El presidente de la APBA ha insistido en la importancia de la «reciprocidad» en la implantación de empresas, una demanda recurrente del sector portuario algecireño que adquiere especial relevancia en un escenario de competencia asimétrica derivada de marcos regulatorios diferenciados. «La reciprocidad, como hemos siempre manifestado, es de importancia fundamental para nuestra comunidad portuaria, en esa facilidad de tener reciprocidad en cuanto a la implantación de empresas», ha subrayado Landaluce.
La cuestión de la reciprocidad se vincula directamente con el diferencial regulatorio generado por el Brexit.
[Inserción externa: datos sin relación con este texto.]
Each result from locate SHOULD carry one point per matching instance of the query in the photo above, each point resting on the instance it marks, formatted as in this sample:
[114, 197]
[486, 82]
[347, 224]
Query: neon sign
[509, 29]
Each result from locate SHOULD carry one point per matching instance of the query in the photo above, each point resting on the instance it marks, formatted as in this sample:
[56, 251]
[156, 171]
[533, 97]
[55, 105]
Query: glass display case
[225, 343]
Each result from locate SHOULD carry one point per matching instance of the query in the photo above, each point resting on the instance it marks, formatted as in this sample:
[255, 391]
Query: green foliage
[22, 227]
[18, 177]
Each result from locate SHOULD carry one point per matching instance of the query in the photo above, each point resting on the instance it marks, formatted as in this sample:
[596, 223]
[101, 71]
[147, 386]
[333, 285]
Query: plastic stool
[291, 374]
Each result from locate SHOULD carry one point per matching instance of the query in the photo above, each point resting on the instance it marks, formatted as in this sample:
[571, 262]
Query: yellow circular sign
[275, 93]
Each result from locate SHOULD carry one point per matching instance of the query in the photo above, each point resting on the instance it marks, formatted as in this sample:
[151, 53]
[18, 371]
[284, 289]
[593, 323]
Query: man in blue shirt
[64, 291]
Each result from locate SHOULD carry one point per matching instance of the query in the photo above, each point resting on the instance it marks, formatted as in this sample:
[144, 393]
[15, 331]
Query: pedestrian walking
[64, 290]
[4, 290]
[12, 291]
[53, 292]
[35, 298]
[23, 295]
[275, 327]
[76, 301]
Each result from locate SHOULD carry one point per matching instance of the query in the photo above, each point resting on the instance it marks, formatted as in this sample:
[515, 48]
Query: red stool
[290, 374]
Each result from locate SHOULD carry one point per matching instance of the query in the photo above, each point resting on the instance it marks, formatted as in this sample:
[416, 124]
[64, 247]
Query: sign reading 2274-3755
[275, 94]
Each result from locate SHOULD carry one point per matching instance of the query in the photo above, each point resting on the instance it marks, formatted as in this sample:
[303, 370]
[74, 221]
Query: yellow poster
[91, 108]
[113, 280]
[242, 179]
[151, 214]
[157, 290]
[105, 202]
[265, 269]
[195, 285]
Mientras los operadores establecidos en Gibraltar pueden acceder al mercado comunitario en determinadas condiciones, las empresas de la Bahía de Algeciras afrontan restricciones para operar en el Peñón, una asimetría que el sector considera incompatible con un marco de competencia equitativa en el Estrecho.
Armonización normativa global
La APBA mantiene su posición favorable a una armonización normativa a nivel mundial bajo el paraguas de la OMI, una aproximación que permitiría superar las distorsiones derivadas tanto del EU ETS como de los marcos regulatorios diferenciados en el entorno del Estrecho. «Estamos todos convencidos de que esa organización normativa debe ser a nivel mundial y la herramienta debe ser OMI», ha concluido Landaluce, quien ha enmarcado esta cuestión entre los principales retos del ejercicio 2026 para el sistema portuario europeo.